Today was mostly a bust. I spent most of it trying to revive one of my desktops, because I think I should probably have some computer working at home besides my laptop. This is my old LX164 Alpha, running until recently the last SuSE that supported Alpha. That's too old for me, so I tried to put Fedora 3 on it. Unfortunately, the system lacks a working CD, so I have to do everything with floppies and the network. Further complication: The very machine itself is the only machine I have that works that has a floppy (my laptop lacking one). Alphacore's kernel gets me tantalyzingly close to the installer, but it turns out that when it starts to load itself over a network install, their kernel actually lacks support for the loopback device. I don't know how they expect anything to work, but I decide to install BSD on the box. However, this opens another big can of worms. To run BSD or any other proper Unix on my Alpha, I need to change back from AlphaBIOS to SRM. Trying to do this involved over 30 reboots and dealing with a lot of very bad documentation.
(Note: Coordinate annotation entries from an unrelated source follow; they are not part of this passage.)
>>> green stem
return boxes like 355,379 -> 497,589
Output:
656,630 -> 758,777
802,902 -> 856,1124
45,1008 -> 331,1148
The last thing I do before I actually switch is to write FreeBSD images onto floppies, enough to get me into the net installer. Half an hour ago, my place cleaned up a bit in the meantime between boots, I finally switched over into SRM-land, noting with slight concern that there were some odd things in the logs relating to CPU faults on SuSE, before it's all blown away. Alphas do this kind of thing a lot -- sometimes things arn't aligned optimally along word boundaries, and Alphas whine. I don't really know which ones might indicate real hardware problems, and which are whining. So, into SRM-land I go, and slip into the FreeBSD installer. Things go smoothly, right up into the launch into userspace, at which point I get a fatal kernel trap, and am completely hosed. It looks like this.
fatal kernel trap:
trap entry = 0x2 (memory management fault)
cpuid = 0
faulting va = 0x0
type = access violation
cause = store instruction
pc = 0xfffffc0000718f74
cpuid = 0
Cannot dump. No dump device defined.
Automatic reboot in 15 seconds - press a key on the console to abort
So, I guess when I go to work tomorrow, I might copy OpenBSD images onto those floppies and give them a try. Chances are though, that the system itself has suffered a bit over the years in my closet, and I will remain without a desktop. It's not so much a big deal, because one of the things I found when determining if I had to back anything up is that the entire system has somewhere around 10 gigs of storage on it, split between two disks. It still would've been nice to have a desktop system, but such a low end system wouldn't've been that great.
What a sad state of affairs it is that I, one of the most technically adept people I know, have at this time so little in the way of working computer power at my disposal. Sigh. I really need a new desktop, and maybe a new laptop too. What really scares me is if my laptop were to die right now. I have backups, but I would be completely without a working computer at home.
Oh well, at least it was a nice, geekily spent day. Now I have a few chores to take care of before I go to bed.
A memory to share - a confusing moment. In high school, I was, for reasons I'm not going to get into in this entry, not involved in the dating scene. One memory that stands out was between two years in high school, or perhaps between middle and high school. There was a girl I kind of knew but had no personal ties to. Her name was Wendy, I think, although I may be mixing her name up with someone else. She had kind of a Marilyn Monroe look, in retrospect, and had a bit of a reputation for being .. 'wild'. I was at the pool place my family belonged to, and had gotten out of the pool, and was heading to sit on a chair for a bit, and she apparently was there too, because she stepped in front of me, and pulled me a bit away from everyone else (perhaps my family was around -- I don't recall), and told me she was going to another school the next year, and she really missed what we had. She then pulled me into a big sensual hug, pressing herself against me, and a kiss. I liked it, but was more than anything else confused, because I never had, to my recollection, anything with her, and in fact probably never had been in physical contact with her before that. She ran off after that, and I never saw her again, but she wrote me a few letters, each with lipstick kisses and talking about how much she missed me. To this day, I still don't know what that was about, and I no longer remember if I ever wrote back. I think this contributed to part of how I see the world -- there are some things that have, over the years, happened to me that I've just given up on trying to understand. If the letters still exist, they're probably in the basement in the house in Brecksville, but that's tied to something that, at least for awhile, I'm not going to talk about on here. In time, eventually. If I ever dig the letters out again though, perhaps I'll see if I can track down where she is and attempt to reconcile the discrepancy. Hmm... actually, no, I don't think her name was Wendy -- I think I pulled that name from a different girl I knew from high school.